Spark Basics - Submitting Spark Jobs#
Content organized from:
Spark Job Submission Process#
Terminology#
-
Application
: A Spark application written by the user, which includes code for a Driver function and Executor code running on multiple nodes distributed across the cluster. -
Driver
: The Driver runs the main() function of the above Application and creates the SparkContext to prepare the runtime environment for the Spark application. In Spark, the SparkContext is responsible for communicating with the ClusterManager, applying for resources, task allocation, and monitoring; after the Executor part finishes running, the Driver is responsible for shutting down the SparkContext. Typically, SparkContext represents the Driver. -
Worker
: Any node in the cluster that can run Application code, similar to the NodeManager node in YARN. In Standalone mode, it refers to Worker nodes configured through the Slave file, while in Spark on Yarn mode, it refers to NodeManager nodes. -
Executor
: A process running on a Worker node for the Application, responsible for executing Tasks and storing data in memory or on disk. Each Application has its own independent set of Executors. -
Cluster Manager
: Refers to the external service that acquires resources in the cluster. Currently, there are:- Standalone: Native resource management by Spark, with resource allocation managed by the Master.
- Hadoop Yarn: Resource allocation managed by the ResourceManager in YARN.
Execution Process#
Two core components: DAGScheduler
and TaskScheduler
For details, see: Spark Advanced - Spark Scheduling System
Three Job Submission Modes in Spark#
Local Mode#
- In local mode, there is no concept of
master+worker
. - Local mode essentially starts a local process, simulating the execution of a Spark job within a single process, corresponding to one or more executor threads within that process, which begins execution, including job scheduling and task allocation.
Standalone Submission Mode#
In standalone mode submission, the master needs to be set to spark://master_ip, for example, spark://192.168.75.101:7077.
Standalone Client Mode#
Process Description
-
After the client starts, it directly runs the user program, initiating Driver-related tasks: DAGScheduler and BlockManagerMaster, etc.
-
The Driver of the client registers with the Master.
-
The Master also instructs the Worker to start the Executor. The Worker creates an ExecutorRunner thread, which starts the ExecutorBackend process.
-
After the ExecutorBackend starts, it registers with the Driver's SchedulerBackend. The Driver's DAGScheduler parses the job and generates the corresponding stages, with each stage's tasks allocated to Executors for execution by the TaskScheduler.
-
The job ends once all stages are completed.
Standalone Cluster Mode#
-
The client submits the job to the master.
-
The Master selects a Worker node to start the Driver, i.e.,
SchedulerBackend
. The Worker creates a DriverRunner thread, which starts the SchedulerBackend process. -
The Master instructs the remaining Workers to start Executors, i.e.,
ExecutorBackend
. The Worker creates an ExecutorRunner thread, which starts the ExecutorBackend process. -
After the ExecutorBackend starts, it registers with the Driver's SchedulerBackend. The SchedulerBackend process includes the DAGScheduler, which generates an execution plan based on the user program and schedules execution. For each stage's tasks, they are stored in the TaskScheduler, and when the ExecutorBackend reports to the SchedulerBackend, it schedules the tasks from the TaskScheduler to be executed by the ExecutorBackend.

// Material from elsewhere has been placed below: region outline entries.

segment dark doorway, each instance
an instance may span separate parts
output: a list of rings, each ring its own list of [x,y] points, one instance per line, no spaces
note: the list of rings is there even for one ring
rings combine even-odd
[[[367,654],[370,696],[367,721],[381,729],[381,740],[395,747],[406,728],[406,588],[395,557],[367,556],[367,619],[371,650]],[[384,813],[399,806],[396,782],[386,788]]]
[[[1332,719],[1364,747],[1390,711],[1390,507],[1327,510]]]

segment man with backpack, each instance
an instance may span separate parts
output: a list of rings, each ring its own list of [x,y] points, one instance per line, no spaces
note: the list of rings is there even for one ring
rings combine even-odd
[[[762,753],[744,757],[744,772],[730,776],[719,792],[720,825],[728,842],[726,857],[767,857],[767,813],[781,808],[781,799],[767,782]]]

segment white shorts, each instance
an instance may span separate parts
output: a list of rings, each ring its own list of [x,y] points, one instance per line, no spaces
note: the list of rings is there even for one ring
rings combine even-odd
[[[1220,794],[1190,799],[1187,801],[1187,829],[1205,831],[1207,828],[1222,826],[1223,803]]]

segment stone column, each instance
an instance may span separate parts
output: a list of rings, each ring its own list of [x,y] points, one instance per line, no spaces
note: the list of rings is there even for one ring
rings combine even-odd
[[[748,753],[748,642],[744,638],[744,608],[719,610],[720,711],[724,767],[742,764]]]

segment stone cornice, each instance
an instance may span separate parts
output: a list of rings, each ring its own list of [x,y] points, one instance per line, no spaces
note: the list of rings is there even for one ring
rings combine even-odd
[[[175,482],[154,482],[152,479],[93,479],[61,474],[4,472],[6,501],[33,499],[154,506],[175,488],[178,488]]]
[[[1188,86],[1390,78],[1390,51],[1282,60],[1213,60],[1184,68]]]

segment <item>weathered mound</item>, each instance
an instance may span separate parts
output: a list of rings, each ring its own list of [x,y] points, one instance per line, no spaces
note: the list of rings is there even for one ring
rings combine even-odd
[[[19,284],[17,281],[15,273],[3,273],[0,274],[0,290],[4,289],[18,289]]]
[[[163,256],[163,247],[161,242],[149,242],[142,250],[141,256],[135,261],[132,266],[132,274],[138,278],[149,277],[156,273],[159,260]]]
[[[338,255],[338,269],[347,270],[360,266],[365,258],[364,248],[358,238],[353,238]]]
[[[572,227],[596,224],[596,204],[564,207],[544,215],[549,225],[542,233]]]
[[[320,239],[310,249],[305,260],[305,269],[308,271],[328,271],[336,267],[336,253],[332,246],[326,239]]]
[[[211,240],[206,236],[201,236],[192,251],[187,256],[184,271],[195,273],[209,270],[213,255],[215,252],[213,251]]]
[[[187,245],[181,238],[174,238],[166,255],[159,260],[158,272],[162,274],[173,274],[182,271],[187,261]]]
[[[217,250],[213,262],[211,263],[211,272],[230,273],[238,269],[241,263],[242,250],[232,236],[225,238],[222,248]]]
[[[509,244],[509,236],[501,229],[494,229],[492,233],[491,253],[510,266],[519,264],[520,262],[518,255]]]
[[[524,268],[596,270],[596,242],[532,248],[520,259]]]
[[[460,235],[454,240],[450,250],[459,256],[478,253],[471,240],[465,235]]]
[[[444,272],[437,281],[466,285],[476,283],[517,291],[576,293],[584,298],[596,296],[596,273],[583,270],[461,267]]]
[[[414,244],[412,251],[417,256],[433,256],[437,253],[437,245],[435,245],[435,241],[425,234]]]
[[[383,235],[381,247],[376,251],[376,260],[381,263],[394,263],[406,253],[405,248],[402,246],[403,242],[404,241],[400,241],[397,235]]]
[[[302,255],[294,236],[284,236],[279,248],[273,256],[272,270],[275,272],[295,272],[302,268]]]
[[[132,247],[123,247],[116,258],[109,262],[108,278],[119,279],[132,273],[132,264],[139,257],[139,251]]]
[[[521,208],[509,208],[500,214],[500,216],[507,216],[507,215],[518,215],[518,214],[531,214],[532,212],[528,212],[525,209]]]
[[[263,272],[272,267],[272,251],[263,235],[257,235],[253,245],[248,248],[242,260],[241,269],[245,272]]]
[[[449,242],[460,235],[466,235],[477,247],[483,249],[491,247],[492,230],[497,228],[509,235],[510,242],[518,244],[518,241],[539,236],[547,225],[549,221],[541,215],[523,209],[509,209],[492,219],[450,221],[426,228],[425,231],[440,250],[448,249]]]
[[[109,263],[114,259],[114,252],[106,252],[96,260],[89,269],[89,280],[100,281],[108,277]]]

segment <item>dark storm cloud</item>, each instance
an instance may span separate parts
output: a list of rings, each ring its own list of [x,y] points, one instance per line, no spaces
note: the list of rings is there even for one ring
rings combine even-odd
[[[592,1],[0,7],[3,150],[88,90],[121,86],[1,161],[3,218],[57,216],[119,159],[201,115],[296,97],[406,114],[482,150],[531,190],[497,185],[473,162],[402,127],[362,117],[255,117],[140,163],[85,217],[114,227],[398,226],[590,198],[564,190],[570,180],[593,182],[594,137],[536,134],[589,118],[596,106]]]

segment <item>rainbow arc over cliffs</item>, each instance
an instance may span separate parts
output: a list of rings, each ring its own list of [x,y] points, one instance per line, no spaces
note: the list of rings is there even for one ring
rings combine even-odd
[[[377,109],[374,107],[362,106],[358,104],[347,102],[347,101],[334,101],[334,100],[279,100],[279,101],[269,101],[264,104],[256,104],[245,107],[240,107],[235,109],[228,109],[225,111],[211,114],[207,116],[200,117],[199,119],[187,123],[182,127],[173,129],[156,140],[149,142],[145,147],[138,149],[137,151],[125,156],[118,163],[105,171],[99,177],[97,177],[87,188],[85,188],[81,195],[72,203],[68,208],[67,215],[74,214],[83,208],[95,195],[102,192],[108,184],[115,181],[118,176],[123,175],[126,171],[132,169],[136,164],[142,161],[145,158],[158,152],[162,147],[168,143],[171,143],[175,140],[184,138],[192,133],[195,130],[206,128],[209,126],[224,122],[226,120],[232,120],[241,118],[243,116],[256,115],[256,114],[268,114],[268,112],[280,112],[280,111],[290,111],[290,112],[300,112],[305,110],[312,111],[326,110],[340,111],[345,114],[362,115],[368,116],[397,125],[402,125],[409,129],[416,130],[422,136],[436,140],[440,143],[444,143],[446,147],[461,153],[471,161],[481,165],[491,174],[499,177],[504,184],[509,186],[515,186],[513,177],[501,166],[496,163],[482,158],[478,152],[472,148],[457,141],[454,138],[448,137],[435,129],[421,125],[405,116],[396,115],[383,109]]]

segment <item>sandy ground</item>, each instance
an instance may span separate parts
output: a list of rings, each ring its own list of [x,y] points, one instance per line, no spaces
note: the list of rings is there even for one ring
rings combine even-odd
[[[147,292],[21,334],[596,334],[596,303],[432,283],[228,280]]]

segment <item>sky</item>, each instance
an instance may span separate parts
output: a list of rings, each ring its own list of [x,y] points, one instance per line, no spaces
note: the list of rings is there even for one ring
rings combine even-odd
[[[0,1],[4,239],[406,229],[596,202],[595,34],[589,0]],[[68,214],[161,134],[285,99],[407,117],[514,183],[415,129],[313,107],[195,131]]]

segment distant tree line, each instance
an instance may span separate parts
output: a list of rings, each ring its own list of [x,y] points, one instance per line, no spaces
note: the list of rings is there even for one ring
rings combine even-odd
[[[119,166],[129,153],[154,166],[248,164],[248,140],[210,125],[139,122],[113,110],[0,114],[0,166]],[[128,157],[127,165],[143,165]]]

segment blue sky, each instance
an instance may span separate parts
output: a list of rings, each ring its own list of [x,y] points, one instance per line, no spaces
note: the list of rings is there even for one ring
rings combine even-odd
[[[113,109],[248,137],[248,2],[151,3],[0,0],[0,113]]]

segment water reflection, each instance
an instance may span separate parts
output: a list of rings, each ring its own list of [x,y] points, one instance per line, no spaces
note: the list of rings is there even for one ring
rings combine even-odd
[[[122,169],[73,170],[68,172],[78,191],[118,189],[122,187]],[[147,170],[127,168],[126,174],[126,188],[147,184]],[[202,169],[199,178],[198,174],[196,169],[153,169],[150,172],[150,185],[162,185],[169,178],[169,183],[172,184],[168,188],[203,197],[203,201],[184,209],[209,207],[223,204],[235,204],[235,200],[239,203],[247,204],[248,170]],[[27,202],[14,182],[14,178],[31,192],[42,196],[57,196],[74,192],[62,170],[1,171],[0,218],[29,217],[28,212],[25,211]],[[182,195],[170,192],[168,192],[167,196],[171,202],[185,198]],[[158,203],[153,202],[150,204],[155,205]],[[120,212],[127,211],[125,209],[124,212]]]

Differences Between Standalone Client and Standalone Cluster#
- In client mode, the Driver starts on the machine where the spark-submit script is run.
- In cluster mode, the Driver is randomly assigned to start on a Worker process via the master process.
Yarn Submission Mode#
Yarn-Client Mode#
-
The Spark Yarn Client requests to start the
Application Master
from YARN'sResourceManager
. -
After receiving the request, the ResourceManager selects a NodeManager in the cluster to allocate the first Container for the application, requiring it to start the ApplicationMaster in this Container. Unlike YARN-Cluster, the ApplicationMaster does not run SparkContext but only communicates with SparkContext for resource allocation.
-
Once the SparkContext in the Client is initialized, it establishes communication with the ApplicationMaster, registers with the ResourceManager, and requests resources (Containers) based on task information.
-
After the ApplicationMaster obtains resources (i.e., Containers), it communicates with the corresponding NodeManager to request it to start the CoarseGrainedExecutorBackend in the obtained Container. After starting, the CoarseGrainedExecutorBackend registers with the SparkContext in the Client and requests Tasks.
-
The SparkContext in the Client allocates Tasks to the CoarseGrainedExecutorBackend for execution, which runs the Tasks and reports the execution status and progress back to the Driver.
-
After the application completes, the SparkContext in the Client requests deregistration from the ResourceManager and shuts itself down.
YARN-Cluster Mode#
In YARN-Cluster mode, when a user submits an application to YARN, the application runs in two stages:
- The first stage is to start the Spark Driver as an ApplicationMaster in the YARN cluster.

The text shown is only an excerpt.